According to the Russian naturalist, Lazarus found only coldness and darkness in the tomb; death meant bodily decay and a cruel severance from life and the living. Such is the story of death as told by the physical senses. Holding tight to these material facts, Andreyev imagines the arisen Lazarus, under the handicap of partial decay, forced into an existence for which he is thus maladjusted. Not even his mental faculties have escaped injury: his interest in life and his awareness of it have withered—a sorrier state than that of death itself.

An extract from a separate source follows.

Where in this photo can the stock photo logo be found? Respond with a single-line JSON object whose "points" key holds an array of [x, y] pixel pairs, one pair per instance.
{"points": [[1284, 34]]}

The story examines the complexities of life after death, questioning what it truly means to be resurrected. Lazarus's return is not a joyous occasion but rather a source of horror, suggesting that resurrection may come with profound psychological and existential consequences. The inquiry into Lazarus's experiences can be seen as a metaphor for humanity's desire to understand death. However, the knowledge that Lazarus possesses becomes a burden, leading to despair and madness for those who seek it. According to Henry T. Schnittkind, "Lazarus" is a story which depicts the misery of knowing the Unknowable.

This theme suggests that some truths about existence may be too heavy for the living to bear, which is reminiscent of T. S. Eliot's quote in Burnt Norton: "Human kind cannot bear very much reality".